Kenya president-elect Uhuru Kenyatta's lawyers argued Monday that the International Criminal Court should dismiss crimes against humanity charges against him over post-2007 election violence.
Lawyer Steven Kay asked a three-judge bench at The Hague-based court to scrap his client's July trial date and send the case back to the pre-trial chamber, after prosecutors last week dramatically dropped all charges against Kenyatta's co-accused.
The evidence against top civil servant Francis Muthaura was critically undermined by the withdrawal of key witness testimony, and Kay said the five charges against Kenyatta, including rape and murder, should now also be reconsidered.
Should the charges against Kenyatta stand, he will become the first-ever president to have to fly off to The Hague to face a trial that could last at least two years shortly after taking office.
Kenyatta, 51, was proclaimed Kenyan president just over a week ago following the first elections after the east African country's deadly post-poll violence five years ago in which ICC prosecutors say some 1,100 people were killed.
Prosecutors suspect Kenyatta of having paid the Mungiki, a sect-like criminal gang notorious for beheading its victims, to lead reprisal attacks and defend the Kikuyu community when violence ripped through Kenya following disputed polls in late 2007.
Kenyatta has rejected the allegations.
His defence argues that a statement by a prosecution witness, known as "OTP-4" who later recanted testimony, lay at the heart of the case.
Because of the withdrawal of that witness "this matter has to go back for reconfirmation by the pre-trial chamber," Kay told the court.
"To a certain extent we have lost faith in the decision-making as we warned the pretrial chamber of the quality of the evidence and we were ignored," Kay said.
"The evidence against Mr Muthaura which called for the case to be withdrawn is exactly the same for Mr Kenyatta," Kay insisted.
Presiding judge Kuniko Ozaki repeatedly warned an increasingly frustrated Kay to stick within the time limits allocated to put forward his case.
A pre-trial judge's decision in January last year to confirm the charges against Kenyatta, son of Kenya's founding father Jomo Kenyatta, was based on the "crucial evidence" by OTP-4 who placed the top politician at meetings with Mungiki members.
But witness OTP-4 has since been discredited with ICC chief prosecutor Fatou Bensouda dropping all charges against Kenyatta's co-accused, former civil servant Muthaura on March 11 as a direct result.

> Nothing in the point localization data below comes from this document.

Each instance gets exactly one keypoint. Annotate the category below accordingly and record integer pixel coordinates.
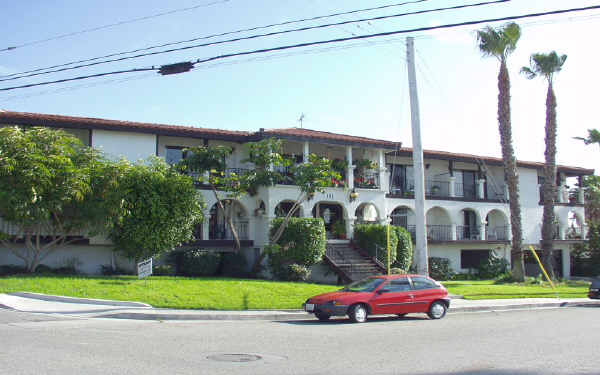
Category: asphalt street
(543, 341)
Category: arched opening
(282, 209)
(366, 213)
(575, 229)
(218, 229)
(404, 217)
(439, 225)
(333, 217)
(496, 226)
(470, 227)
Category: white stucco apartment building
(466, 197)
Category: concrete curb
(86, 301)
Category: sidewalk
(89, 308)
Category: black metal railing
(367, 180)
(434, 188)
(499, 233)
(468, 233)
(439, 232)
(222, 231)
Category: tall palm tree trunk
(549, 182)
(510, 171)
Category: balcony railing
(434, 188)
(222, 231)
(468, 233)
(367, 180)
(497, 233)
(439, 233)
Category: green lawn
(240, 294)
(488, 290)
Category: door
(425, 292)
(395, 297)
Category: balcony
(367, 180)
(468, 233)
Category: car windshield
(366, 285)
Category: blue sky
(357, 88)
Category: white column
(481, 188)
(306, 152)
(349, 168)
(382, 169)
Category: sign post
(145, 268)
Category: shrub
(302, 242)
(199, 262)
(492, 267)
(234, 265)
(372, 238)
(163, 270)
(404, 250)
(439, 268)
(9, 269)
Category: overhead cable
(256, 36)
(11, 48)
(338, 40)
(219, 35)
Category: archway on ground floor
(282, 209)
(218, 229)
(496, 226)
(333, 215)
(366, 213)
(439, 224)
(469, 225)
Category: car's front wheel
(437, 310)
(358, 314)
(322, 317)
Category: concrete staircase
(348, 263)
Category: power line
(11, 48)
(219, 35)
(255, 36)
(322, 42)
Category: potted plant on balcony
(338, 229)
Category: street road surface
(549, 341)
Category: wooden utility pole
(421, 253)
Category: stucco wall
(131, 146)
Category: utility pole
(421, 253)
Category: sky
(357, 87)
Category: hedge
(372, 238)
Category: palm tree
(500, 43)
(546, 65)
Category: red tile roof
(469, 158)
(327, 137)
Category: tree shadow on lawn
(346, 320)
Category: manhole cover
(234, 357)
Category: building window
(473, 258)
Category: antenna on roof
(301, 119)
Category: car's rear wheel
(437, 310)
(322, 316)
(358, 313)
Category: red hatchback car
(395, 294)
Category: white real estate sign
(145, 268)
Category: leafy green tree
(546, 66)
(501, 43)
(593, 137)
(49, 191)
(209, 165)
(160, 208)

It was the first time ICC prosecutors decided to drop a case since the world's first permanent independent war crimes court began operating in 2002.
Kenyatta -- one of Africa's richest and most powerful men -- and Muthaura were charged for their alleged involvement in fomenting the wave of deadly 2007-08 violence.
Kenyatta's running mate William Ruto is also facing an ICC trial related to the post-poll bloodshed on May 28.
More than 663,000 people were displaced in Kenya's Rift Valley after fights between rival supporters, prosecutors said, when politically motivated riots soon turned into ethnic killings, which in turn sparked further reprisals.
The clashes destroyed Kenya's image as a beacon of stability in the region, hurt its tourism industry and exposed long-simmering ethnic rifts among its population.
In Kenya on Monday attention however was focused on another court case, a legal challenge filed Saturday by outgoing Prime Minister Raila Odinga alleging the March 4 polls that elected Kenyatta were rigged.
There was little or no mention of the ICC case made in Kenyan newspapers, which instead focused on Kenyatta's appeal on Sunday for people to "pray and maintain peace" as he led church prayers on the Indian Ocean coast.